Clock Ticking Down to Increase in Hurricane Season Activity

Clock Ticking Down to Increase in Hurricane Season Activity

SINT MAARTEN/CARIBBEAN – It’s now two and half months into the 2019 Atlantic hurricane season, and only two named storms have formed this year, and Meteorologist at the Colorado State University says that this is making the season the slowest year since 1999.

The first system was a sub-tropical storm named Andrea that formed in May (20th) before the official start of the Atlantic hurricane season of June 1st (ending November 30th) east of the U.S. East Coast and south of Bermuda.

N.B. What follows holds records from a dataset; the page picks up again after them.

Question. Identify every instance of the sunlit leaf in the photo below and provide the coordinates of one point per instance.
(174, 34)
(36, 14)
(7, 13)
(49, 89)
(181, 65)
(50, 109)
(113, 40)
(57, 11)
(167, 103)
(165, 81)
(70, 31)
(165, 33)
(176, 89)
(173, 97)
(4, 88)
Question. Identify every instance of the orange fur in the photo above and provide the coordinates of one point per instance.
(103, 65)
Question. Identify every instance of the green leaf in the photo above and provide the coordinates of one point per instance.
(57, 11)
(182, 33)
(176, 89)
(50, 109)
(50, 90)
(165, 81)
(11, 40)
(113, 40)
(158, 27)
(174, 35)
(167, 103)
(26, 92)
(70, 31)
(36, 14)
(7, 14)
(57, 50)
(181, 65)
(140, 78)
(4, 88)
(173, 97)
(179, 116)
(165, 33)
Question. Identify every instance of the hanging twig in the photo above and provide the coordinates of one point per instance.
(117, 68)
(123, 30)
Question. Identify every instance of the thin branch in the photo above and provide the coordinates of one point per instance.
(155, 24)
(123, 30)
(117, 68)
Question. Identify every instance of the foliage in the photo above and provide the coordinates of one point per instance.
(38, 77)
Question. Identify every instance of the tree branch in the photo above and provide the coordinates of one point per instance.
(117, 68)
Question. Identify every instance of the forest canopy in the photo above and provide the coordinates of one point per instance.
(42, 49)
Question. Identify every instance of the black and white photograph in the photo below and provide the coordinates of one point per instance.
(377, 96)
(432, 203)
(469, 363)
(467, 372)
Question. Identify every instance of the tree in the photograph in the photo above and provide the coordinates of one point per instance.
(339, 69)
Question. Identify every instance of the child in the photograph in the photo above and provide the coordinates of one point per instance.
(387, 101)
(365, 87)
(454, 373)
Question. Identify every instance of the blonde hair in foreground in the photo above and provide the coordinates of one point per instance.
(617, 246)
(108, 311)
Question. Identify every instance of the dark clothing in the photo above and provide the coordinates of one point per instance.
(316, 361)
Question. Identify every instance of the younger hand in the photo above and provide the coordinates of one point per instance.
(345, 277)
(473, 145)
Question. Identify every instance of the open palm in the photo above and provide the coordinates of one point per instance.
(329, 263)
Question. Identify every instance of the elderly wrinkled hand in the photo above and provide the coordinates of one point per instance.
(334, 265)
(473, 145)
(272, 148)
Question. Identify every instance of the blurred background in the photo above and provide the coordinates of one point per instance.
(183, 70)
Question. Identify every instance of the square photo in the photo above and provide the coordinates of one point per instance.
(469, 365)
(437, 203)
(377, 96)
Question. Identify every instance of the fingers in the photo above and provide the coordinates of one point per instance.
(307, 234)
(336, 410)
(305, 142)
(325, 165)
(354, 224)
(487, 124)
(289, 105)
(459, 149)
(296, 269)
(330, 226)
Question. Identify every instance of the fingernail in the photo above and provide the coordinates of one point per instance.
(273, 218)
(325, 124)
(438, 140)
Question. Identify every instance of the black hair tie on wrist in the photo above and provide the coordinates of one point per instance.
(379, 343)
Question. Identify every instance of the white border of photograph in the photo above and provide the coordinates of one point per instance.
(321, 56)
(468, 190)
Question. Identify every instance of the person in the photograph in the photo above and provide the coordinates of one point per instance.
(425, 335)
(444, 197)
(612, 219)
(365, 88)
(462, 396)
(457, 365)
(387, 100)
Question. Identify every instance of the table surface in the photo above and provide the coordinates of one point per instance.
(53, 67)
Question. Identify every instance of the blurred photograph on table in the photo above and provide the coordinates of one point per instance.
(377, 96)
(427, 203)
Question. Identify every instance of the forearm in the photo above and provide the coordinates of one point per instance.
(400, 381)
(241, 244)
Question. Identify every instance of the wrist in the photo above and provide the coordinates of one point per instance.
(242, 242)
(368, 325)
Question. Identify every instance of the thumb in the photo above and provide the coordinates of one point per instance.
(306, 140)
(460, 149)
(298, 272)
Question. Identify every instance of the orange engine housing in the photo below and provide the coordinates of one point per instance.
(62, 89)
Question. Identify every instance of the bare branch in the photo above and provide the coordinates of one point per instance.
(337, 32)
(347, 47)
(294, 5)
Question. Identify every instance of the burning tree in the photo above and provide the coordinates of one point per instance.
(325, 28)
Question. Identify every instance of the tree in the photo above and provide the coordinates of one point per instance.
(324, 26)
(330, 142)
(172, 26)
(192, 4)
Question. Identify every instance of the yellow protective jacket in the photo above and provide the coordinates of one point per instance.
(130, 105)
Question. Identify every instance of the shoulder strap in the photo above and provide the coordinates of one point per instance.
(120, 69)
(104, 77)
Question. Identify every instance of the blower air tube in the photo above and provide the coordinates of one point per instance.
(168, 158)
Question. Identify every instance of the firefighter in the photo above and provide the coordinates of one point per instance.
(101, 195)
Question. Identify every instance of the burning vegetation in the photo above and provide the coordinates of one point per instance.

Andrea marked the record fifth year in a row where a tropical storm (sub) developed before the official start of the season.

No storms formed in the month of June.

The second storm Barry formed on July 11 in the Gulf of Mexico and later strengthened into the first hurricane of the season (Category 1).    

The 2019 Atlantic hurricane season is now the second latest-starting season of the 21st century.

Weather watchers are saying that the window for increased hurricane activity is slowly nearing as wind shear, dry air and Sahara dust – inhibitors of tropical storm development – diminish opening the door for tropical development after August 18/20.

Weather watchers added that a big change in the pattern over the Atlantic will go from a quiet weather pattern to a much more active one, pointing out that the season could be an extended one up to the end of October.

Last year there were 15 named storms and the National Hurricane Center forecast up to 17 named storms for 2019.